Mechanically assisted walking with body weight support results in more independent walking and better walking ability compared with usual walking training in non-ambulatory adults early after stroke: a systematic review.
Study Goal
The researchers aimed to determine if mechanically assisted walking with body weight support improves independent walking and walking ability in non-ambulatory individuals after stroke compared to usual walking training, and whether these benefits persist long-term.
Results Summary
Mechanically assisted walking with body weight support resulted in more independent walking and better walking ability in the short term, with benefits maintained in the longer term, without detriment to walking speed.
Population
Non-ambulatory adults ≤ 12 weeks after stroke.
Effective Dosage
Not specified
Duration
Not specified
Interactions
None mentioned
| Intervention | Direction | Endpoint | Population | Dosage | Impact | Claim # |
|---|---|---|---|---|---|---|
mechanically assisted walking with body weight support | increase | independent walking | Non-ambulatory adults ≤ 12 weeks after stroke | RD 0.19, 95% CI 0.11 to 0.26 | resulted in more independent walking | #1 |
mechanically assisted walking with body weight support | increase | walking ability | Non-ambulatory adults ≤ 12 weeks after stroke | MD 0.8 on the FAC, 95% CI 0.5 to 1.0 | resulted in better walking ability | #2 |
mechanically assisted walking with body weight support | increase | walking ability | Non-ambulatory adults ≤ 12 weeks after stroke | MD 0.6 on the FAC, 95% CI 0.2 to 1.1 | resulted in better walking ability | #3 |
mechanically assisted walking with body weight support | no change | walking speed | Non-ambulatory adults ≤ 12 weeks after stroke | MD 0.13 m/s, 95% CI 0.03 to 0.22 | does not appear to be detrimental to walking speed | #4 |
mechanically assisted walking with body weight support | no change | walking speed | Non-ambulatory adults ≤ 12 weeks after stroke | MD 0.11 m/s, 95% CI 0.00 to 0.22 | does not appear to be detrimental to walking speed | #5 |
QUESTIONS: In subacute, non-ambulatory individuals after stroke, does mechanically assisted walking with body weight support result in more independent walking or better walking ability than usual walking training in the short term?
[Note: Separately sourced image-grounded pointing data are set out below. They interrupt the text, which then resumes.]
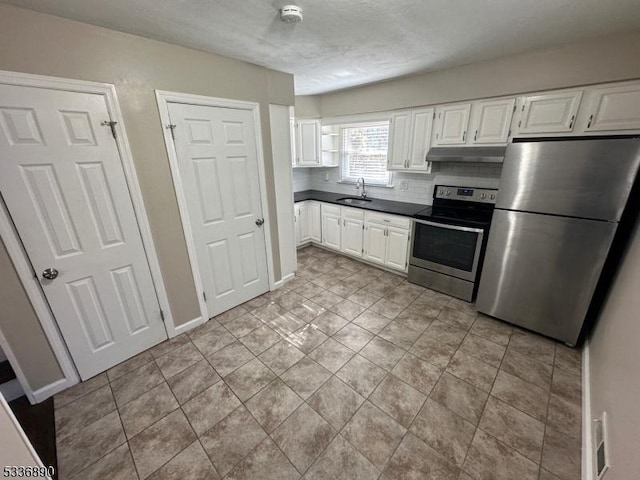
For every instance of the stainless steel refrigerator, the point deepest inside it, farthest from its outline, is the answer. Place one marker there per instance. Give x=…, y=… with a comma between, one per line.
x=557, y=212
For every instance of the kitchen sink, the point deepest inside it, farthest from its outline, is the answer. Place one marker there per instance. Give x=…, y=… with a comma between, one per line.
x=354, y=200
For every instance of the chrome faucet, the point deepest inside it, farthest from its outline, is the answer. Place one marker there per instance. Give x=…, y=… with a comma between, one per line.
x=364, y=191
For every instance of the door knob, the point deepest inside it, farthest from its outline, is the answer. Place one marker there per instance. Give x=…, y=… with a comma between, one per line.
x=50, y=273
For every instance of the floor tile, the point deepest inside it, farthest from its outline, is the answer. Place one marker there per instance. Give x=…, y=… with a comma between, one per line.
x=135, y=383
x=72, y=418
x=190, y=382
x=147, y=409
x=273, y=405
x=335, y=402
x=77, y=452
x=307, y=338
x=460, y=397
x=444, y=431
x=472, y=370
x=382, y=353
x=305, y=377
x=266, y=462
x=374, y=434
x=421, y=375
x=260, y=339
x=522, y=395
x=303, y=437
x=281, y=356
x=361, y=375
x=514, y=428
x=190, y=464
x=159, y=443
x=329, y=322
x=489, y=459
x=249, y=379
x=353, y=336
x=400, y=401
x=332, y=355
x=231, y=439
x=178, y=360
x=230, y=358
x=117, y=465
x=416, y=460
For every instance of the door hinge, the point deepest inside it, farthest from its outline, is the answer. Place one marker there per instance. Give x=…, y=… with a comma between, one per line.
x=172, y=127
x=111, y=124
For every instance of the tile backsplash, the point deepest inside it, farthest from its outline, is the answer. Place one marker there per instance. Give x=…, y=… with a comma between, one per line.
x=419, y=185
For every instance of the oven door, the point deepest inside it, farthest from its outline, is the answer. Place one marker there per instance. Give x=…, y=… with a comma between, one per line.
x=447, y=249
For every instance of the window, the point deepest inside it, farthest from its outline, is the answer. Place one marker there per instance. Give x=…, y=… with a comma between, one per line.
x=364, y=152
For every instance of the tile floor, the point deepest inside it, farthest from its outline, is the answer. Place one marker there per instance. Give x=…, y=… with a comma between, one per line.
x=347, y=372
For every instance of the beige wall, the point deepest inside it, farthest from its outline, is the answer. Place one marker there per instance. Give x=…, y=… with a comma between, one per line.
x=43, y=44
x=601, y=60
x=614, y=349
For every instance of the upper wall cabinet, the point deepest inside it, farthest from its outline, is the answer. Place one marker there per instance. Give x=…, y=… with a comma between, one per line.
x=451, y=124
x=491, y=121
x=410, y=139
x=549, y=113
x=613, y=108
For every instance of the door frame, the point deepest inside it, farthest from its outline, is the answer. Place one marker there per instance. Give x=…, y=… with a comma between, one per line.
x=163, y=98
x=20, y=258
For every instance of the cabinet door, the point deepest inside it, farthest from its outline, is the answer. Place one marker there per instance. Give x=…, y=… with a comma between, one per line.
x=421, y=129
x=308, y=148
x=550, y=113
x=375, y=243
x=492, y=120
x=614, y=108
x=331, y=231
x=397, y=248
x=399, y=139
x=314, y=222
x=352, y=236
x=452, y=123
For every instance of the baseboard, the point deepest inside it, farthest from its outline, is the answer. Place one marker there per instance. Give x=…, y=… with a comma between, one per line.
x=191, y=324
x=587, y=439
x=11, y=390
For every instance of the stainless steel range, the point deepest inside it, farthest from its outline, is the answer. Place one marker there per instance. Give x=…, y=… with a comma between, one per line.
x=449, y=240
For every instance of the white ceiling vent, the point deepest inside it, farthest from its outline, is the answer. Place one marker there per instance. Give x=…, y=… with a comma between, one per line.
x=291, y=14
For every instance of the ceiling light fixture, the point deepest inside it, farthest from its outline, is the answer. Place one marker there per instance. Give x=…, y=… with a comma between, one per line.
x=291, y=14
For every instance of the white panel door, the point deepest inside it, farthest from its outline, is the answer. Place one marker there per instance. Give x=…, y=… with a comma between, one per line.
x=375, y=243
x=64, y=185
x=452, y=122
x=615, y=108
x=218, y=162
x=550, y=113
x=397, y=246
x=421, y=129
x=491, y=121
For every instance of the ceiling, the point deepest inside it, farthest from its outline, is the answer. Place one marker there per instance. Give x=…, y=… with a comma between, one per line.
x=343, y=44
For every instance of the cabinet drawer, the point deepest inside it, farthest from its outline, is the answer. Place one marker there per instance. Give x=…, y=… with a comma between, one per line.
x=389, y=220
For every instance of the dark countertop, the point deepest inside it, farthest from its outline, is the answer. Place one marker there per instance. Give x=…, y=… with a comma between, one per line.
x=376, y=204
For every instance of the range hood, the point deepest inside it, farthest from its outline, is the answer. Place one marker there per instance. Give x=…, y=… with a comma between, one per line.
x=466, y=154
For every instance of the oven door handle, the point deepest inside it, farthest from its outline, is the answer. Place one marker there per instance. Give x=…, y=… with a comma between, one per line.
x=450, y=227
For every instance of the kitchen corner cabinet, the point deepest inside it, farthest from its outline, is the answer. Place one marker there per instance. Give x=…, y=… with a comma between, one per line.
x=410, y=139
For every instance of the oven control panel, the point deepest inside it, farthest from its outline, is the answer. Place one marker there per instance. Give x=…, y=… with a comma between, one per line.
x=482, y=195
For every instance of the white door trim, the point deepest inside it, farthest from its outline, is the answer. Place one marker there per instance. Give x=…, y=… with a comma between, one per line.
x=19, y=256
x=164, y=98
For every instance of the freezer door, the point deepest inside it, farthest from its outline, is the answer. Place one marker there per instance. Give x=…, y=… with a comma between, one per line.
x=574, y=178
x=540, y=271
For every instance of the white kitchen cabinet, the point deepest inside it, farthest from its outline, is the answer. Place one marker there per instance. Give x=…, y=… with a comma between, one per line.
x=491, y=121
x=614, y=108
x=308, y=143
x=451, y=124
x=549, y=112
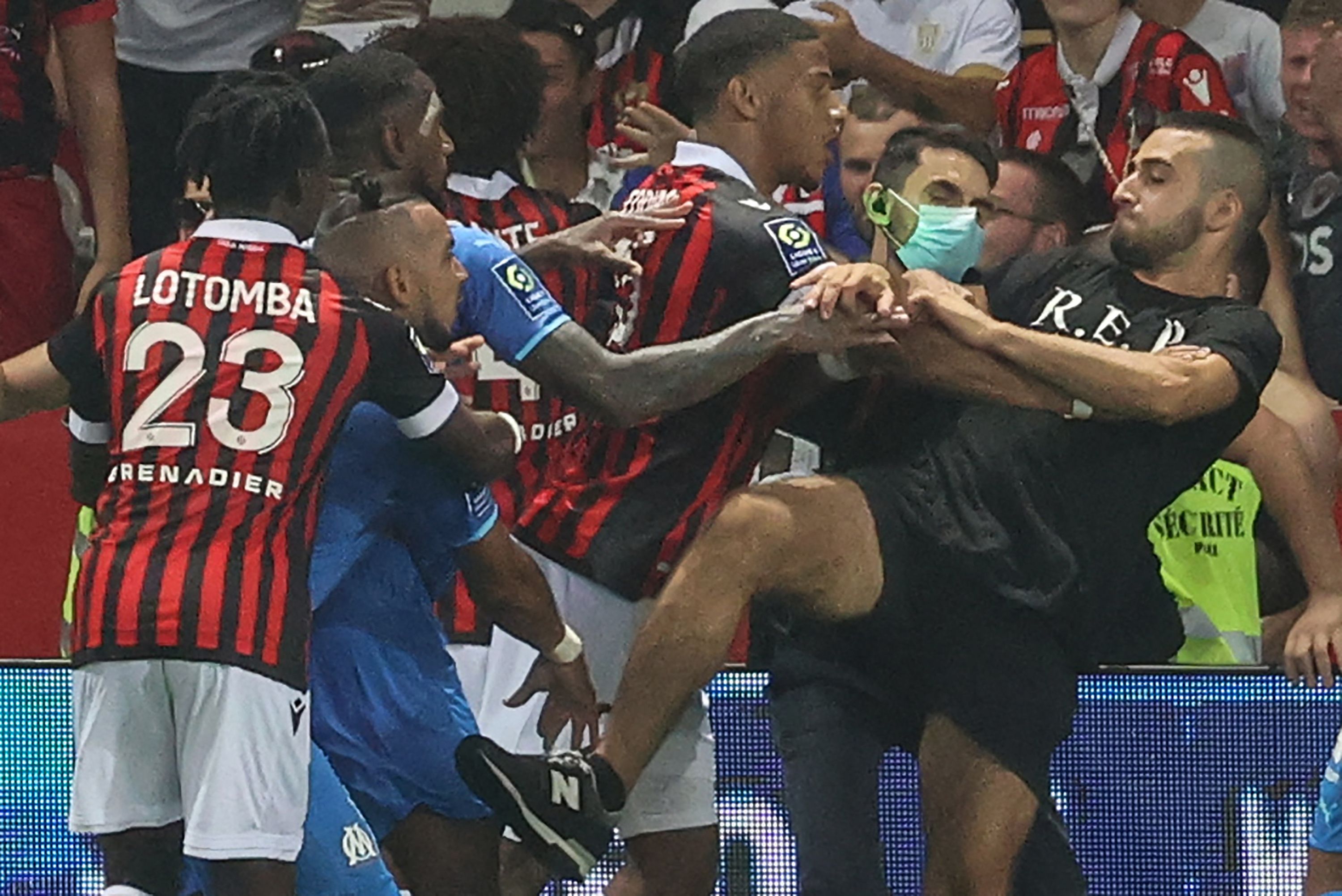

Are any benefits maintained in the longer term? Is it detrimental to walking in terms of walking speed? DESIGN: A systematic review with meta-analysis of randomised studies with a Physiotherapy Evidence Database (PEDro) score > 4. PARTICIPANTS: Non-ambulatory adults ≤ 12 weeks after stroke. INTERVENTION: Any type of mechanically assisted walking with body weight support. OUTCOME MEASURES: Independent walking (ie, proportion of independent walkers), walking ability (eg, 0 to 5 Functional Ambulation Category, FAC) and walking speed. RESULTS: Fifteen studies involving 1,014 participants (mean PEDro score 6.4) were included. In the short term, mechanically assisted walking with body weight support resulted in more independent walking (RD 0.19, 95% CI 0.11 to 0.26) and better walking ability (MD 0.8 on the FAC, 95% CI 0.5 to 1.0) compared with the same amount of usual walking training. In the longer term, it resulted in better walking ability (MD 0.6 on the FAC, 95% CI 0.2 to 1.1). Mechanically assisted walking with body weight support does not appear to be detrimental to walking speed in the short term (MD 0.13 m/s, 95% CI 0.03 to 0.22) or longer term (MD 0.11 m/s, 95% CI 0.00 to 0.22). CONCLUSION: This review provides high-certainty evidence that mechanically assisted walking with body weight support results in more independent walking and better walking ability in individuals with stroke who are non-ambulatory subacutely compared with usual walking training. Given the importance of achieving walking in the short term, clinicians are encouraged to use this intervention. REGISTRATION: PROSPERO CRD42024549678.